- Sentinel-2 image of Bōsō Peninsula
- Bōsō Peninsula (Japan)
- Location: Kantō Region, Chiba Prefecture, Japan

Area
- • Total: 5,034 km^{2} (1,944 sq mi)
- Highest elevation: 408.2 m (1,339 ft) (Mount Atago)
- River: Tone River, Edo River, Obitsu River, Yōrō River, Koito River

= Bōsō Peninsula =

Peninsula encompassing most of Chiba Prefecture on Honshu

The Bōsō Peninsula (房総半島, Bōsō-hantō) is a peninsula that encompasses the entirety of Chiba Prefecture on Honshu, the largest island of Japan. It is part of the Greater Tokyo Area. It forms the eastern edge of Tokyo Bay, separating it from the Pacific Ocean.

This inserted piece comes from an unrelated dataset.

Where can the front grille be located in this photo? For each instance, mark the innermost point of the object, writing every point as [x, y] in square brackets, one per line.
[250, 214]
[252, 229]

The peninsula covers approximately 5034 km2.

==Description==

The Bōsō Peninsula is defined by the Pacific Ocean to its east and south, Tokyo Bay to the west, and the Edo and Tone rivers to the north. The Bōsō Hill Range forms the backbone of the south of the peninsula, and much of the area is hilly. Mount Atago in Minamibōsō and Kamogawa is the highest point on the peninsula with an altitude of 408.2 m. From south to north the Bōsō Hill Range gives way to the Shimōsa Plateau, which covers much of the area of northern Chiba Prefecture, and ends in the lower areas around the Tone River.

The northern and western parts of the Bōsō Peninsula are highly urbanized. The Shimōsa Plateau and the coastal lowlands and interior river valleys are chiefly used for rice cultivation. The western coast of the peninsula is home to the Keiyō Industrial Zone, which ranges from Urayasu on the border of Tokyo in the northwest of the peninsula to Futtsu to the south. The Tokyo Bay Aqua-Line, a bridge-tunnel across Tokyo Bay, connects Kisarazu with the city of Kawasaki in Kanagawa Prefecture. The northeast of the peninsula is home to Suigo-Tsukuba Quasi-National Park, which spans across both Ibaraki and Chiba prefectures, and much of the remainder of the eastern coast of the peninsula is designated as Minami Bōsō Quasi-National Park.

==Etymology==

The peninsula gets its name and kanji from the former provinces that were located there: Awa (安房), Kazusa (上総) and Shimōsa (下総). The Japan Meteorological Agency refers to the west and east coasts of the peninsula as Uchibō (内房) and Sotobō (外房) respectively.